Das Risiko für den Lieferanten ist in diesem Falle um Größenordnungen geringer. Das beginnt damit, dass der Nutzer dem Lieferanten zuerst einmal schuldhaftes Verhalten nachweisen muss. Seit Anbeginn hat die Industrie ihre Haltung damit begründet, dass Software grundsätzlich nicht fehlerfrei entwickelt werden kann. Dies überfordere (immer noch) den Stand von Wissenschaft und Technik.

Wie kommen wir weiter?

Viele Kollegen werden sagen, warum soll man etwas ändern, wo doch der Markt täglich bestätigt, dass die augenblickliche Lösung befriedigend ist. Außerdem kann es sein, dass das Problem von alleine weggeht, d.h. dass es sich auswächst – wie man dies bei Kinderkrankheiten erleben kann. Gemeint ist, dass eingebettete Software bald zum bestimmenden Standard wird. Es gibt nämlich kaum noch ein technisches Produkt, das nicht unter der Haube von Software gesteuert ist. Das ist bei Haushaltsgeräten ebenso der Fall wie bei Gartengeräten und Spielzeugen, von Fahrzeugen und medizinischen Geräten ganz zu schweigen.
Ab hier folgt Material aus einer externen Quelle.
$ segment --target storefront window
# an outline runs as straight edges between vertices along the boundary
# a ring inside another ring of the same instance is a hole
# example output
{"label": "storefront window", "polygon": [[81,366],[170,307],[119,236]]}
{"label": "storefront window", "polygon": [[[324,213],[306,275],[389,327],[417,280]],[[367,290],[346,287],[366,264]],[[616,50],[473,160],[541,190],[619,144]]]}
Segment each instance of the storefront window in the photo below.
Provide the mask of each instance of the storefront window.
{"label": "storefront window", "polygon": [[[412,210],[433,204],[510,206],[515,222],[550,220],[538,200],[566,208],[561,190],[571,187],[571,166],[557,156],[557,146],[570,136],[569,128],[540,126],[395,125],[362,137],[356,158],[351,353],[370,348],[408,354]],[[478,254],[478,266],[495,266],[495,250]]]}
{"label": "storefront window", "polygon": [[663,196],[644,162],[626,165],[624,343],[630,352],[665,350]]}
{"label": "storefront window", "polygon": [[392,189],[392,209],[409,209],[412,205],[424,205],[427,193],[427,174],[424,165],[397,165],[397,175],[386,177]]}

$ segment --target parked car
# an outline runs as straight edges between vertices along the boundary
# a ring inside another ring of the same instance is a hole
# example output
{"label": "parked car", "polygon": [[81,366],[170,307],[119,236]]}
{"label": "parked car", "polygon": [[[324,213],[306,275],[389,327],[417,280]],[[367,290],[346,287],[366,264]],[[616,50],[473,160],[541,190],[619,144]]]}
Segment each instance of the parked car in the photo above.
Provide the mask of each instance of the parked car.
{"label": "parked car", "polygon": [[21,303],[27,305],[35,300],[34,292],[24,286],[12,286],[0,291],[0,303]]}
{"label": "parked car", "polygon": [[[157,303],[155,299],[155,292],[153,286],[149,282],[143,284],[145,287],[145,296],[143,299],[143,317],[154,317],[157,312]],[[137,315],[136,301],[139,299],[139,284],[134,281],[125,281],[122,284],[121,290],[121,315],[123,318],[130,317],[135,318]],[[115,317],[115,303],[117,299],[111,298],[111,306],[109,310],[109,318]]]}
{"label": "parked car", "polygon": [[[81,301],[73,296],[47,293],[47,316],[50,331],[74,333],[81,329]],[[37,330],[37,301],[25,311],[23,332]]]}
Kein Lieferant denkt daran, hier getrennte Lizenzen (also Eulas) für den Software-Anteil des Gerätes zu drucken und dem Produkt beizulegen.

Für die heute mit Lizenzen überlassenen eigenständigen Software-Produkte sehe ich drei Wege, um Fortschritte zu erzielen. Das sind dieselben Wege, die bei andern heiklen Fragen immer wieder gegangen werden.
  • Weg 1: Jemand, der den Mut dazu hat, prescht vor. Er bietet Software als Produkt an. Dann müsste sich herausstellen, ob der Markt dies honoriert.
  • Weg 2: Die Branche als Ganzes geht eine Selbstverpflichtung ein. Dann übernehmen alle gleichzeitig dasselbe Risiko. Eine Übereinkunft zu treffen, ist allerdings zeitraubend.
  • Weg 3. Man wartet auf den Gesetzgeber. Das ist zwar die brutalste, und meist auch die teuerste Lösung. Ob und wann diese Möglichkeit überhaupt besteht, will ich nicht weiter diskutieren.
Unsere Branche sollte sich entscheiden, ob sie weiterhin einen großen Bogen um das Thema Produkthaftung machen will, oder ob man darin vielmehr eine Chance sieht, die man ergreifen möchte. Der Frage stellen müssen sich die wirtschaftlichen Akteure selbst. Das ist zweifellos besser, als wenn ihnen eine Antwort von außen aufgedrängt wird. Wegen der globalen Ausrichtung der Branche kann diese Frage nicht nur in Deutschland allein angegangen werden, sondern muss den Weltmarkt berücksichtigen. Analogien oder Situationen, wo ähnliche Alternativen bestanden, gab es Zuhauf. Erinnern möchte ich an Sicherheitsfragen im Automobilbau, an die Reduzierung von Umweltbelastungen, die Kontrolle von Lebensmitteln, und ganz zuletzt an die Frage, wie man erreichen kann, dass der Anteil von Frauen in der Unternehmensführung gesteigert werden kann. Die zusätzlichen Fragen, die sich die Software-Industrie stellen sollte, lauten: Zu welcher andern Situation bestehen Ähnlichkeiten und was lässt sich aus diesen andern Erfahrungen lernen?